Debt Digest | Earmarks, Unemployment Insurance, and Student Loan Forgiveness
Links & Fiscal Facts
Here are this week’s reading links and fiscal facts:
Rising interest costs. The latest projections from the Congressional Budget Office (CBO) estimate that interest on the publicly held debt will put taxpayers $10.5 trillion in the hole over the next decade. Divided by U.S. households, American taxpayers will be hit with $75,620 in interest costs. As the Committee for a Responsible Budget (CRFB) explains, “For every dollar that the U.S. government will borrow over the next decade, 50 cents will be just to pay interest on our national debt.” Read more about the high costs of rising debt here.
Excessive healthcare spending. The U.S. consistently has worse health outcomes despite higher healthcare spending. Most of that spending is compulsory (i.e., government-controlled). As the Mercatus Center’s Liam Sigaud explains, “if we woke up tomorrow to find private health insurance had been abolished…per-capita health spending would still, amazingly, exceed that of most other advanced countries.” Cato’s Michael Cannon and Jeffery Singer argue the most effective way to drive down costs is to remove burdensome regulations and put consumers in control of their healthcare decisions. Read about their policy solutions here.
Widespread mismanagement in unemployment insurance (UI).
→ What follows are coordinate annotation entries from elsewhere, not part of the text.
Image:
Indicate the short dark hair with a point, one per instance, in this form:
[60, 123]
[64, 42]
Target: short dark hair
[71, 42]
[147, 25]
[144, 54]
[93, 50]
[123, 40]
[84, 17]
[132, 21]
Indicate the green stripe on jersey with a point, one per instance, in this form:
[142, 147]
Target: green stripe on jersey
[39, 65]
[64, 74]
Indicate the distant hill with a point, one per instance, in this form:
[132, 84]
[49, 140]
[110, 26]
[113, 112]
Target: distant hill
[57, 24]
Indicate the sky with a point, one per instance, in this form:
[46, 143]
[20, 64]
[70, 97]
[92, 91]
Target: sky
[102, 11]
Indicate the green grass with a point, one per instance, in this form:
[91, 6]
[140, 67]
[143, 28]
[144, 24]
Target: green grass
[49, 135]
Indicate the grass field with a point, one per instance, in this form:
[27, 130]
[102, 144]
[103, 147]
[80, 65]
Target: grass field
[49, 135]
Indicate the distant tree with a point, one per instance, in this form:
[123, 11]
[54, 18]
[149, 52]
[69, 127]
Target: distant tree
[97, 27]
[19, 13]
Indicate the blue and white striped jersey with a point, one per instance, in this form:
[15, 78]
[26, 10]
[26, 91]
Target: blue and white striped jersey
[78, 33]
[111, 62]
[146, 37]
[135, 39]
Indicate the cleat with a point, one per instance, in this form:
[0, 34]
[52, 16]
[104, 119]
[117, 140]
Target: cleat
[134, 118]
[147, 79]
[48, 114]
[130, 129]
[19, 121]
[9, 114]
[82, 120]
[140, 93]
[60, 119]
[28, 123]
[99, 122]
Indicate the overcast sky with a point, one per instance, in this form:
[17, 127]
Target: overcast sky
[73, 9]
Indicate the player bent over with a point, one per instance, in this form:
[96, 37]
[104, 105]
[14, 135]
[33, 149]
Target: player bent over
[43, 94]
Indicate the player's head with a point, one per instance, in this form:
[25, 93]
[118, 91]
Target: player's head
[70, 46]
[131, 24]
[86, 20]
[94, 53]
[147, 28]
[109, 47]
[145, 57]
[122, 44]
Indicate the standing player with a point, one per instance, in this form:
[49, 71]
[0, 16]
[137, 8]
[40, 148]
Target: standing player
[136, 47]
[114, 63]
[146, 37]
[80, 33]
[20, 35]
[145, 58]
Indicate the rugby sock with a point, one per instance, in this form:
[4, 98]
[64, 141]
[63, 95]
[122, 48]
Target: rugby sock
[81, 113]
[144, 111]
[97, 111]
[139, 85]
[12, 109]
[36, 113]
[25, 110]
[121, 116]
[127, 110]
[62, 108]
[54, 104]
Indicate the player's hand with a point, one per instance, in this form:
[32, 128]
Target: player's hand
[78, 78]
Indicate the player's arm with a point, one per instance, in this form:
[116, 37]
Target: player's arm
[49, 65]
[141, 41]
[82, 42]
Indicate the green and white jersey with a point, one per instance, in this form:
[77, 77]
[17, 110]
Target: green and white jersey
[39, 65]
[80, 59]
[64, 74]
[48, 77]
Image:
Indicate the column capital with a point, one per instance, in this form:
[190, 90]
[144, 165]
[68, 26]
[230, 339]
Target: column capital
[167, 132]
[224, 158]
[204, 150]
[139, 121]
In a testimony to Congress, the Inspector General of the Department of Labor stated, “the reported improper payment rate estimate for the regular UI program has been above 10 percent for 15 of the last 19 years.” That rate jumped to 22 percent in 2022. As Cato’s William Yeatman explains, the UI program has historically ranked among the worst performing in government. Both the Office of Management and Budget and Government Accountability Office designated UI as high-risk due to waste, fraud, abuse, and mismanagement. Read more about pandemic UI waste and fraud here.
Ban earmarks. The Heritage Foundation’s David Ditch highlights key programs and noteworthy projects in a comprehensive review of FY2023’s $15 billion in earmarks. Examples include $4 million for “poultry science workforce development” and $3 million for a theater in a city of less than 8,000. “Earmarks promote corrupt self-dealing, help to perpetuate harmful federal bloat, and undermine proper local governance.” Congress should stop greasing lobbyists’ wheels and restore the earmark ban.
Fiscal costs of student loan forgiveness. As the Supreme Court debates Biden’s loan forgiveness plan, costs are mounting. The U.S. has already forgone $262 billion in revenue—money that can’t be recovered (see the American Enterprise Institute’s chart below). As Cato’s Clark Neily and Neal McCluskey argue, student loan cancelation is bad policy. On top of CBO’s $400 billion cost-estimate, “colleges raise prices as students get access to more taxpayer funding—and an expectation of future cancelation would de facto increase how much debt students could take without really incurring debt.”